MHP lideri Bahçeli’nin çağrısıyla gündeme gelen bu süreçte Türkiye’deki iç siyasetin önemli bir etkisi olduğu, ancak Orta Doğu’daki gelişmelerin duruma ‘aciliyet kazandırdığı’ görüşü de dikkat çekiyor. Londra Üniversitesi Oryantal ve Afrika Çalışmaları Okulu’nda (SOAS) Araştırma Görevlisi Dr. Karabekir Akkoyunlu, ‘Ana motivasyonun hükümetin iç siyasi hesapları olduğunu düşünüyorum’ diyor ve ekliyor: ‘Ancak bölgesel gelişmeler de duruma aciliyet kazandırmış görünüyor.’ Akkoyunlu, şunları ekliyor: ‘Orta Doğu’da çatışmalar yayıldıkça Türkiye’nin içine çekilme riski artıyor. Bu durumda ülkenin hassas noktası, çözüm bekleyen Kürt meselesi ve silahlarını Türkiye’ye yönlendirmiş olan PKK olacaktır. Önceki barış süreci başarısız da olsa, Türkiye’nin bölgedeki çatışmalardan daha az etkilenmesini temin etmişti. Sürecin çökmesiyle savaş, Suriye’den Türkiye’ye sıçradı. Bugün İsrail ve İran arasındaki artan çatışma riski, yeni bir barış süreci başlatma motivasyonunu güçlendirmiş olabilir.’
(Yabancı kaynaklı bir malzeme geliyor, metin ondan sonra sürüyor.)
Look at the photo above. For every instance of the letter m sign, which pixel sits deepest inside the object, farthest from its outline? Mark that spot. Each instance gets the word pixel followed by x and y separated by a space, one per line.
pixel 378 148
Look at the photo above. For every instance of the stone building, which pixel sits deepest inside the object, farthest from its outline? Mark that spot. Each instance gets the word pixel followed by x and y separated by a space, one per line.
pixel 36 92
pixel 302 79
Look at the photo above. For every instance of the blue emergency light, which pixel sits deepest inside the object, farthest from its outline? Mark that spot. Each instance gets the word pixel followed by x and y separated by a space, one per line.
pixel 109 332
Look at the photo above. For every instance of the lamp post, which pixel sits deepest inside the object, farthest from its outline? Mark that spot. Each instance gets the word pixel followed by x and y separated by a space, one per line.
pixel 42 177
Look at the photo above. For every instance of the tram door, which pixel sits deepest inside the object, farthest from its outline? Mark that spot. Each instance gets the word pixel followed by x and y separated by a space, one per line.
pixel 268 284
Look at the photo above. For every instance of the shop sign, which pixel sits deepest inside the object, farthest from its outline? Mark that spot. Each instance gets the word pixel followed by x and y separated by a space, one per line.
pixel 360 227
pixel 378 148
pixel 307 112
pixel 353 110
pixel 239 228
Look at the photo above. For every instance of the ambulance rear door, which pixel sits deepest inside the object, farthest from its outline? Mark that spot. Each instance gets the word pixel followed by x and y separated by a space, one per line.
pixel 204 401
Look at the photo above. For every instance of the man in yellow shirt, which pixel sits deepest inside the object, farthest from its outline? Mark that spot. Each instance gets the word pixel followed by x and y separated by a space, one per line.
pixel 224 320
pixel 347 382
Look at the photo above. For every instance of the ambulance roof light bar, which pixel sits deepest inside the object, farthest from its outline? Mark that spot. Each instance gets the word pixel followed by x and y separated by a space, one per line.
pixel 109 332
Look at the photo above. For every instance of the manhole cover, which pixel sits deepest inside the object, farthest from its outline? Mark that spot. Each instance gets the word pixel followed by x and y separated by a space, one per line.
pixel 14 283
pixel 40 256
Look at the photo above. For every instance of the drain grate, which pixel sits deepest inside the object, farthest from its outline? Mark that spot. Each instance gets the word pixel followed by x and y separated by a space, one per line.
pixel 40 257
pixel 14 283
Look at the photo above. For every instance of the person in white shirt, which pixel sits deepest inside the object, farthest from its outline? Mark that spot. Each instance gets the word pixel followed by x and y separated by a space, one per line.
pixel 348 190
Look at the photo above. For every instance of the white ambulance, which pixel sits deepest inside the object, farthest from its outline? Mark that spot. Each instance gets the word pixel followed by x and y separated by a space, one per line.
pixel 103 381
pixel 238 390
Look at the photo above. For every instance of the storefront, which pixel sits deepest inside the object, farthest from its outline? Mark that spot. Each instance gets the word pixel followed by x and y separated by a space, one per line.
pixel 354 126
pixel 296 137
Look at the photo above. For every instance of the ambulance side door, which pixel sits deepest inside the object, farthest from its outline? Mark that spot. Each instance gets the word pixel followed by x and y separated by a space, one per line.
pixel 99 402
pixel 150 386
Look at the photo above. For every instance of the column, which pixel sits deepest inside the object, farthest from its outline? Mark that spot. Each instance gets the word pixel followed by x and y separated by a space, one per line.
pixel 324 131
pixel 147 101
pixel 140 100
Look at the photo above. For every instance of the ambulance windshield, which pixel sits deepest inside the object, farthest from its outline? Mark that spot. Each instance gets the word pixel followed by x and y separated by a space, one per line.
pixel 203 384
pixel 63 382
Cumhurbaşkanı Erdoğan, Meclis’in 1 Ekim’deki yeni dönem açılışında İsrail yönetimini hedef alarak, ‘İsrail yönetiminin, tamamen dini bir fanatizmle Filistin ve Lübnan’dan sonra gözünü dikeceği yer, açıkça söylüyorum, bizim vatan topraklarımız olacaktır’ demişti. Peki, PKK ile başlayan yeni sürecin arkasında bu endişe de var mı? 7 Ekim’den itibaren Orta Doğu’daki iki ana eksenin İsrail ve İran çatışması etrafında şekillendiğini belirten Doç. Dr. Arzu Yılmaz, böyle bir durumun kendi içinde çelişkili olduğunu savunuyor: ‘Türkiye’nin Kürtlerle kuracağı bir işbirliği, İsrail’e değil İran’a karşı bir pozisyon almayı ifade eder. Böyle bir tutum, İsrail’in potansiyel bir tehdit olarak değil, potansiyel bir ortak olarak konumlanmasına yol açar.’ Yılmaz, bu nedenle ‘iktidarın söyleminin iç politikayı şekillendirmeye yönelik olduğunu’ vurguluyor.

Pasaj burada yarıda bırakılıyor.